I say that “no” specifically because no matter how much you want to be a boy, if you aren’t one to begin with then it’s not in anyone’s interests to pretend that you are.

Note that I never said I had the power to stop Leftists from giving this cultural trainwreck their all and doing serious damage to society (I can’t stop Iran or North Korea from their evil machinations either) but I am saying that I won’t bow the knee. I won’t bow it to the individual, for whom I care, nor to the agenda-driven groups and organisations that really just represent the worldviews competing for dominance in the West.

If what I’m writing here isn’t resonating with you, perhaps reading the below article from the Australian will bring back mental clarity:

What’s the deal with kids these days? With 58 gender categories to choose from, sexual and gender identity are part of the Zeitgeist.

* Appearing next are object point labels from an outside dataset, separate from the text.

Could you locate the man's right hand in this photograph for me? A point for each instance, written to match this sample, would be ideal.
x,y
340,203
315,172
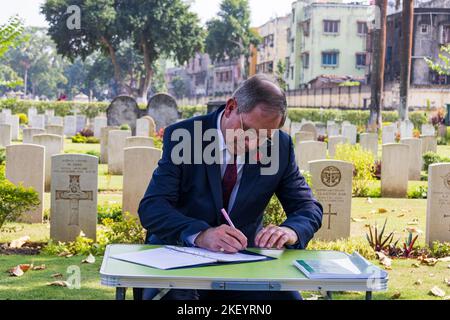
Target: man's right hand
x,y
222,239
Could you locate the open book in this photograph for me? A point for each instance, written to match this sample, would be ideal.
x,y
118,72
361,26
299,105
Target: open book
x,y
172,257
352,267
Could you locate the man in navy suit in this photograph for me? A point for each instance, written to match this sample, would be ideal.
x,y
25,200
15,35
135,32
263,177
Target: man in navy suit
x,y
235,158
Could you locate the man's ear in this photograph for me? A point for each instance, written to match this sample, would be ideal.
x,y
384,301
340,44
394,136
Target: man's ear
x,y
230,106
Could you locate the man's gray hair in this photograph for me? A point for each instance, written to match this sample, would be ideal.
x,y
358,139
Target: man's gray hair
x,y
260,89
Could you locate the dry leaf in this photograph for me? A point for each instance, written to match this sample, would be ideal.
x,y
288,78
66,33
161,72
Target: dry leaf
x,y
39,268
57,275
18,243
90,259
58,284
437,292
16,271
396,295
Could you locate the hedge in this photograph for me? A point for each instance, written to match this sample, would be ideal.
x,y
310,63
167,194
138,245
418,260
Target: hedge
x,y
357,117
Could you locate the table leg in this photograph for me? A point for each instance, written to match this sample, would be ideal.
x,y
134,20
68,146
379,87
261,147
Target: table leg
x,y
138,294
120,293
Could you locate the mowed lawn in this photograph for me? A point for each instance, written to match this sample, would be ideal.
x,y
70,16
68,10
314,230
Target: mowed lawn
x,y
400,213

Ask Josh Han, the queer officer with Sydney University’s Student Representative Council. “It’s about deconstructing ­societal views of what it means to be a man or a woman,” he says. “If you only have two genders, there are limited interactions. But if you have a diversity of gender identities you don’t have these closed categories. It means you can have way more than 58 gender categories.”

Among those 58 ­options, f irst listed on Facebook, are bigender, gender questioning, gender variant, pangender, intersex and 26 versions of trans, transgender and trans­sexual. Plain old male and ­female didn’t make the list.

But don’t think for a moment that Han is part of a fringe movement. At campuses across the country students are campaigning for gender-neutral bathrooms and official records to state chosen, not birth, names.

Kyol Blakeney, the president of Sydney University’s SRC, says these are important issues. “A lot of people who transition have a chosen name that is different to their legal name. If they go to class and their legal name is called out it can be horrifying for them.”

Ditto on the prosaic business of going to the bathroom. “For a queer person or a trans person to use a male bathroom can be a ­humiliating or dangerous exper­ience because of physical and verbal assault,” says Blakeney.

Signs of gender fluidity are everywhere. Former Kardashian clan patriarch Bruce Jenner transitioned into Caitlyn on the cover of Vanity Fair this month. A Gucci advertising campaign on The Australian’s website features gender-unspecific models. And, as revealed in today’s The Weekend Australian Magazine, children as young as six are telling their parents they no longer identify with their assigned birth gender.

Sarah Maddison, a gender studies expert from the University of Melbourne, argues it’s not a trend. “We’ve seen over the past 40 or 50 years an absolute transformation in how we think about gender and sexuality,” she says.

“Is it that more people are coming out and identifying with ­diverse gender identities because it’s of the moment? I suspect the more likely scenario is that these young people have always been lurking in the shadows.”

Toby Miller, the Sir Walter Murdoch Professor of Cultural Policy Studies at Murdoch University, says one only needs to look to Andy Warhol’s Factory and David Bowie’s Diamond Dogs days to see the current fashion for gender complexity is nothing new.

And there are indigenous cultures in Asia and the Americas “that have several different ways of categorising genders and in-­betweens”.

There is no doubt, however, that social media and reality TV are driving the trend. “Reality TV has been intrinsic to normalising some of these ideas,” Miller says.

And the ubiquitousness of ­social media means anyone who feels different can easily find a tribe to identify with on Facebook. But is it narcissism or hyper-indiv­iduality? Not at all, says Blythe S Worthy, the women’s officer with Sydney University’s SRC. “That is almost saying it’s attention-seeking. That is not the case; it’s an identity issue.”

Karen Brooks, an honorary senior research fellow with the Centre for Critical and Cultural Studies at the University of Queensland, is not so convinced.

“It’s a way of making ourselves more interesting,’’ she says. “Like tattoos and body piercings, the search for individuality is almost the new conformity.”

And you thought my football story didn’t make sense?!